Hormone data for each cow on each sampling day were analyzed using Cluster 8 and Pulse algorithms of Pulse_XP software . Programs were parameterized with sampling interval (20 min for GHRH and 10 min for GH), number of points per peak or nadir (1 or 2), t-score for an increase in a pulse or a decrease for a nadir (1), and the half-life of the hormones, which was 10 min for GHRH and 20 min for GH [29–31]. Mean concentration, frequency and amplitude of pulses, and area under the curve (AUC) for GHRH and GH was determined for each treatment of each cow. Because the release of IGF-I is non-episodic, only mean concentration and AUC were evaluated. Two categorical variables were also created to describe pulse patterns of GHRH and GH. These variables were 1) a pulse of GHRH occurred coincident with a pulse of GH (1 = yes and 0 = no) and 2) a pulse of GH occurred within 20 min of a pulse of GHRH (1 = yes and 0 = no).

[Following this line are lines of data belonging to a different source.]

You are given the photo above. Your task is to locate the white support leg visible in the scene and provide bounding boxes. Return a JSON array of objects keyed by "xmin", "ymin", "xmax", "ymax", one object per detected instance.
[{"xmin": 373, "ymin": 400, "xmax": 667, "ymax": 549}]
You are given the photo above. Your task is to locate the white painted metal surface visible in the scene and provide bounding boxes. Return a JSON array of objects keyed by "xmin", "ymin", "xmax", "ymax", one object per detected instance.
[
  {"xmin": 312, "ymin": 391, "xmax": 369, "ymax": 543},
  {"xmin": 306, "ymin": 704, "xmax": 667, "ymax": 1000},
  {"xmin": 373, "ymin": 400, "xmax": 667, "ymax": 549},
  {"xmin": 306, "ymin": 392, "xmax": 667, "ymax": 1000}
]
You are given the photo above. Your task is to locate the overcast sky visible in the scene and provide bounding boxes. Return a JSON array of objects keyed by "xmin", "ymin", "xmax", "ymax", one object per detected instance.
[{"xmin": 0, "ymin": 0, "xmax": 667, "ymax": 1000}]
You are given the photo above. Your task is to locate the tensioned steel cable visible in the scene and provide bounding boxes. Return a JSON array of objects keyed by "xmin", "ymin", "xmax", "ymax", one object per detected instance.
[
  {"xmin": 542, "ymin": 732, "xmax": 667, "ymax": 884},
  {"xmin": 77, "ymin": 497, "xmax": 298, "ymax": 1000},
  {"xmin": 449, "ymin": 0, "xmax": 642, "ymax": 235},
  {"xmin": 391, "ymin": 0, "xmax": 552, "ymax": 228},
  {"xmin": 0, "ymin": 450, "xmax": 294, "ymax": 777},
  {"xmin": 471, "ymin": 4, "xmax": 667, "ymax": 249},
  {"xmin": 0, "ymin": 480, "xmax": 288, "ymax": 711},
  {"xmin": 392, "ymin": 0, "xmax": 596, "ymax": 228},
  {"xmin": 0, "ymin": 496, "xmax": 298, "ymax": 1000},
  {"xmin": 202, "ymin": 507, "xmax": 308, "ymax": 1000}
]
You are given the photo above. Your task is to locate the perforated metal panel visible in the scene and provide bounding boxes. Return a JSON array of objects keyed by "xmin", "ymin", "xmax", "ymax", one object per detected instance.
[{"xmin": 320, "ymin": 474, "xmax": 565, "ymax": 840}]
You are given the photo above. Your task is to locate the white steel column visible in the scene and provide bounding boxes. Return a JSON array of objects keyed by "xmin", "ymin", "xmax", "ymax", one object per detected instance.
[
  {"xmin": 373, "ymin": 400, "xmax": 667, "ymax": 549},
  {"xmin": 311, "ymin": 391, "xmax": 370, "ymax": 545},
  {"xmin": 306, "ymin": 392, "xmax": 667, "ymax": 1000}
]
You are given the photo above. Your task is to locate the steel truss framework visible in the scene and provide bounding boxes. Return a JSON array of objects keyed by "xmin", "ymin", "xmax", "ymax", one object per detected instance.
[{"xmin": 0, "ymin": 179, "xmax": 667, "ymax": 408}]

Statistical analyses were conducted using SAS (SAS Inst. Inc., V9.1, Cary, NC, USA). Hormone data for continuous/numeric response variables within treatments and sampling days were evaluated for heterogeneity of variance with Proc Gplot. These variances were normally distributed. Pearson’s correlations were used to evaluate the association among concentrations of GHRH, GH, and IGF-I. Frequency tables generated with Chi-Square tests were used to evaluate the two categorical variables among treatments (i.e., 1) percentage of GH pulse that were preceded by a pulse of GHRH and 2) pulse of GH occurred within 20 min of a pulse of GHRH). To evaluate the effects of treatment on the numerical variables describing tonic secretion patterns of GHRH, GH, and IGF-I, ANOVA procedures were conducted using Proc Mixed. The model was a prediction of each response variable with treatment. This simple model was derived from two efforts that yielded similar results. The first model included fixed effects of treatment, day, and replicate with the degrees of freedom adjusted with the Satterthwaite method. Day served as the repeated term with cow as the subject. Compound symmetry was determined to be the most appropriate covariance structure. The second model fitted treatment as a fixed effect and day and replicate as random effects. Neither day nor replicate contributed to the two models as significant sources of variation, so the terms were eliminated from the models. When treatment was found to be a significant source of variation, mean separations were conducted using pre-planned pairwise comparisons generated from least-squares procedure (PDIFF). Comparisons were NPY or leptin relative to saline.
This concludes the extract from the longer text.